Emmy The Great (probably not her real name, so I could perhaps drop the latter bit) has a small cameo in the video where she pretends to be a lesbian, which Beyonce has probably done many times before. Not least when Jay-Z wants some jigga love or something.
When reading said music magazine I like to ignore the bits about falling album sales and the demise of the CD single and instead just look at the bit where they recommend new artists or songs. I must also confess to not actually buying this magazine as it costs about £5 but instead just nabbing the one at work (apologies Owen).
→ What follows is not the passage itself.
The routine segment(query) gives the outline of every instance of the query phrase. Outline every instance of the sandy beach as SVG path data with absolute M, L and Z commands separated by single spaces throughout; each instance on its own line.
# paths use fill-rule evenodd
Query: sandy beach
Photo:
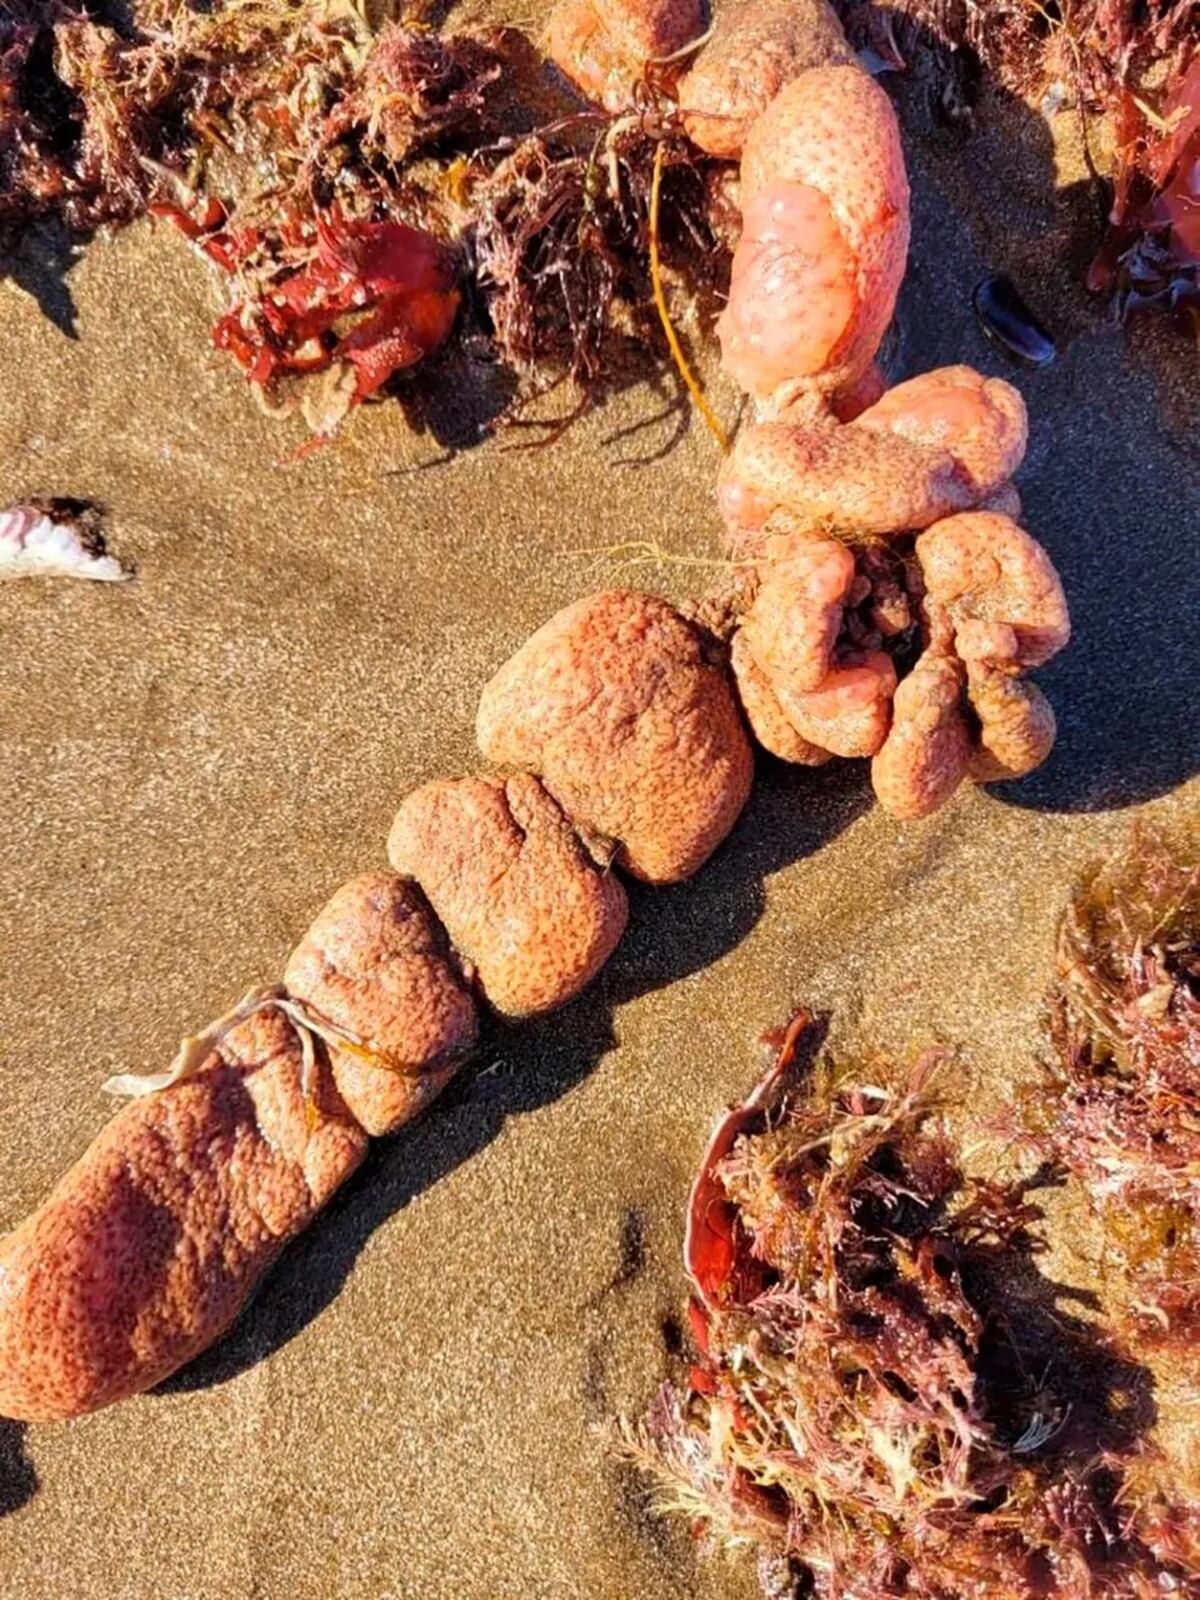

Anywho, someone who caught my eye goes by the name of Janelle Monae! I know, I know, that '!' looks ridiculous and is all a bit too "look at me, look at me, everything's exaggerated", but we'll let her off. Actually, the exclamation mark isn't the only extracurricular annoyance, she's also made not a video, but a short film, for her new single 'Many Moons'. Ever since Michael Jackson started spunking all his money on 'long videos', serious artists have always wanted to emulate him, with varying results ('Honey' by Mariah Carey, anyone?)
Many have pointed out the similarities to Andre 3000, not in terms of genitalia naturally, but in terms of the fashion and the jerky dancing. The connection isn't entirely without merit, Monae appeared on Outkast's last album, Idlewild. Still, who is original nowadays? Plus, we can't help but notice a slight whiff of VV Brown, but that may well be a coincidence.